Paul Valery (top), Polonius & T.S. Eliot
The last 100 years have seen more pedantry in poetry than in any other age.
Remember when poetry as a topic brought out the best in thinkers?
Socrates may be a villain to many poets, but Platonic arguments are grand, necessary, and…poetic.
Horace and Aristotle laid groundwork so vital we can overlook their pedantic natures.
Dante’s Vita Nuova is without the pretence of pedantry.
Shakespeare, another enemy of pedantry, made it a popular trope: Rozencrantz, Guildenstern, and Polonius in one play alone.
Pope and Swift fought pedantry as a natural impulse.
Burns, Byron, Keats, Shelley and Poe were against it in their souls.
Yeats, at his best, displayed a hatred of pedantry: “Old, learned respectable bald heads edit and annotate lines…”
These artists are practically defined by their opposition to pedantry.
Something went wrong in the 20th century, however, as Manifesto-ism became a way to get attention in a field of diminishing returns
Here’s Scarriet’s Top Ten Pedant List:
1. Yvor Winters
Claimed the formal is moral, while convincing himself that Allen Tate’s poetry was better than Shelley’s.
2. Harold Bloom
A pedant’s pedant’s pedant. Shakespeare’s great—OK, we get it.
3. Jacques Derrida
One part Nietszche, one part William James, one part Analytic Philosophy, one part New Criticism, one part absinthe.
4. Ezra Pound
“Make it new” is a very old pedantry.
5. Cleanth Brooks
Ransom and Warren kept him around to feel like geniuses by comparison.
6. T.S. Eliot
Hated Hamlet.

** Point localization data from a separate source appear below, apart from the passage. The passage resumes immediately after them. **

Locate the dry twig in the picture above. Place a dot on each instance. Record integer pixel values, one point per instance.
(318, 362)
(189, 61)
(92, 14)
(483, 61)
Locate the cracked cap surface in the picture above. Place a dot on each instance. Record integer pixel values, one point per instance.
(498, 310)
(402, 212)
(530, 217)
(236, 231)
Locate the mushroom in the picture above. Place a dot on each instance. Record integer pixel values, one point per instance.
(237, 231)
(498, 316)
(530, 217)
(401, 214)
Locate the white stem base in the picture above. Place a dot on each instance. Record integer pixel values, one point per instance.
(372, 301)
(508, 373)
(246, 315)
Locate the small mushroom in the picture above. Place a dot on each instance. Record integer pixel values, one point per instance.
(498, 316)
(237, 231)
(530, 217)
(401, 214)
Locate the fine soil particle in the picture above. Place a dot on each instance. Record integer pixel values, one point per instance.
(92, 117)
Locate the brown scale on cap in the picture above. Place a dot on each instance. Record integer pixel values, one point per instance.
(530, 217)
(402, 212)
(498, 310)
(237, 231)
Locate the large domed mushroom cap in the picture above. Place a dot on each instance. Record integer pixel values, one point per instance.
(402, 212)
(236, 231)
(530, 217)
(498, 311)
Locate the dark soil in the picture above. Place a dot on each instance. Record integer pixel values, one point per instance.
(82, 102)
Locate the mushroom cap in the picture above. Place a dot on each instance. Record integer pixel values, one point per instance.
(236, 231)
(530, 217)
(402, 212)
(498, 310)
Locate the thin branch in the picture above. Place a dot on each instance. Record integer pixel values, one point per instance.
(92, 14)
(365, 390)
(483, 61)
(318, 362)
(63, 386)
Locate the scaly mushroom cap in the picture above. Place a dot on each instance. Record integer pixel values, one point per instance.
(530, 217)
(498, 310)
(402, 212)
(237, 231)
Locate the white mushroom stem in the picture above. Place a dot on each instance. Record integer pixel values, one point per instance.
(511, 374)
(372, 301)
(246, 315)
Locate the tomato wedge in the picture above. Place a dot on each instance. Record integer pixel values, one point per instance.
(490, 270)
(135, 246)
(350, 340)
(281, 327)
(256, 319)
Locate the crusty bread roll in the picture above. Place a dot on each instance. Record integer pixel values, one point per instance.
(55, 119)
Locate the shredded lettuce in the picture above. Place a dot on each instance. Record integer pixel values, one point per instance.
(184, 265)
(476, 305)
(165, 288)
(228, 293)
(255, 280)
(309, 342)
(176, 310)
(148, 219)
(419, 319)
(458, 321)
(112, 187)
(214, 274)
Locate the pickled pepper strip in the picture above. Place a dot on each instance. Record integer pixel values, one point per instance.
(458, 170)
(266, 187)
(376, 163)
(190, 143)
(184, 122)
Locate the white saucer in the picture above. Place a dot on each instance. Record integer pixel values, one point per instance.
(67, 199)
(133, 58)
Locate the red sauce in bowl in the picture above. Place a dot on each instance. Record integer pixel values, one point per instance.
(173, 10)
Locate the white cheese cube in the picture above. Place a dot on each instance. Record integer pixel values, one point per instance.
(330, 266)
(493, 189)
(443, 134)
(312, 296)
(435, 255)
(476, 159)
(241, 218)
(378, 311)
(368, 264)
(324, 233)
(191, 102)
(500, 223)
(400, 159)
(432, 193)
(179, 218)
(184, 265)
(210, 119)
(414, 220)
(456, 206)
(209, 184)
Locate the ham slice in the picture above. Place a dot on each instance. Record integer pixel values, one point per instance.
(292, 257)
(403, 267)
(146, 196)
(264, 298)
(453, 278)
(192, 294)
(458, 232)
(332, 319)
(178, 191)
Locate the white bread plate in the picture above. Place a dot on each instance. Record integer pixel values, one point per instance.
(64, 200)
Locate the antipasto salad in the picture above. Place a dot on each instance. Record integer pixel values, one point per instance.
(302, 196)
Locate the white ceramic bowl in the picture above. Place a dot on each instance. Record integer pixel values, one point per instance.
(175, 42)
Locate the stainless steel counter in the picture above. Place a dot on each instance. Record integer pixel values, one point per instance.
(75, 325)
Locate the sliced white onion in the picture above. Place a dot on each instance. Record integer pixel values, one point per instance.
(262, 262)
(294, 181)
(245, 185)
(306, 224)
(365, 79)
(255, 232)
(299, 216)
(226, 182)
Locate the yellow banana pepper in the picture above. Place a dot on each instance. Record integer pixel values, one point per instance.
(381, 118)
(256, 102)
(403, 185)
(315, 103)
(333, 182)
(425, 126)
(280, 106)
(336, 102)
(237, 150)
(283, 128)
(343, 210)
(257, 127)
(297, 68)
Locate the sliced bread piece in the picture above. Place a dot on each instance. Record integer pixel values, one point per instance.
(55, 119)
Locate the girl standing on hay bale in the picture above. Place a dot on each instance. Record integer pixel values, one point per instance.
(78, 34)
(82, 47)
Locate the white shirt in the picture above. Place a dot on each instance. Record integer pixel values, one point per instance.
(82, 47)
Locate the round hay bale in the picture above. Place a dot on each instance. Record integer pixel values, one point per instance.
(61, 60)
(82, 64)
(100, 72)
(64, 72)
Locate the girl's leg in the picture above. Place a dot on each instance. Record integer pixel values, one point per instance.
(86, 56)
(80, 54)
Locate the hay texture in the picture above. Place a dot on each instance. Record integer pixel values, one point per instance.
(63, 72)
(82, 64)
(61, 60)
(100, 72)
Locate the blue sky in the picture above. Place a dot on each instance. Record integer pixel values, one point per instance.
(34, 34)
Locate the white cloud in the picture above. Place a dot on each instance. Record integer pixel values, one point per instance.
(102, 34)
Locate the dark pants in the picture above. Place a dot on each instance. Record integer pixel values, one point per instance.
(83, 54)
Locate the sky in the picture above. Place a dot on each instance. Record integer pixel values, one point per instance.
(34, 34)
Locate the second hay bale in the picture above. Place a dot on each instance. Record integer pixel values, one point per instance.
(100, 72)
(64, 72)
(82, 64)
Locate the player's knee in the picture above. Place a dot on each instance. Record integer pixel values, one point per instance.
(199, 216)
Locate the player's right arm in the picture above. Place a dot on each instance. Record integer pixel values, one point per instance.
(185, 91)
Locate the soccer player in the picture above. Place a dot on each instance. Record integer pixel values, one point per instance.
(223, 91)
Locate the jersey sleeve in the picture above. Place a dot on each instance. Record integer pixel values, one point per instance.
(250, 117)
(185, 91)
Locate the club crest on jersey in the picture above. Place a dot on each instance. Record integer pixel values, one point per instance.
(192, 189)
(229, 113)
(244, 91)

Afflicted with Dissociation of Verse Libre.
7. Allen Tate
Modernism’s Red-neck traveling salesman.
8. Helen Vendler
A drab sitting room with a Wallace Stevens poster.
9. Charles Bernstein
“Official Verse Culture” was in his own mind.
10. Paul Valery
Always too correct. Proves the rule that Poe sounds better in French than modern French poetry sounds in English.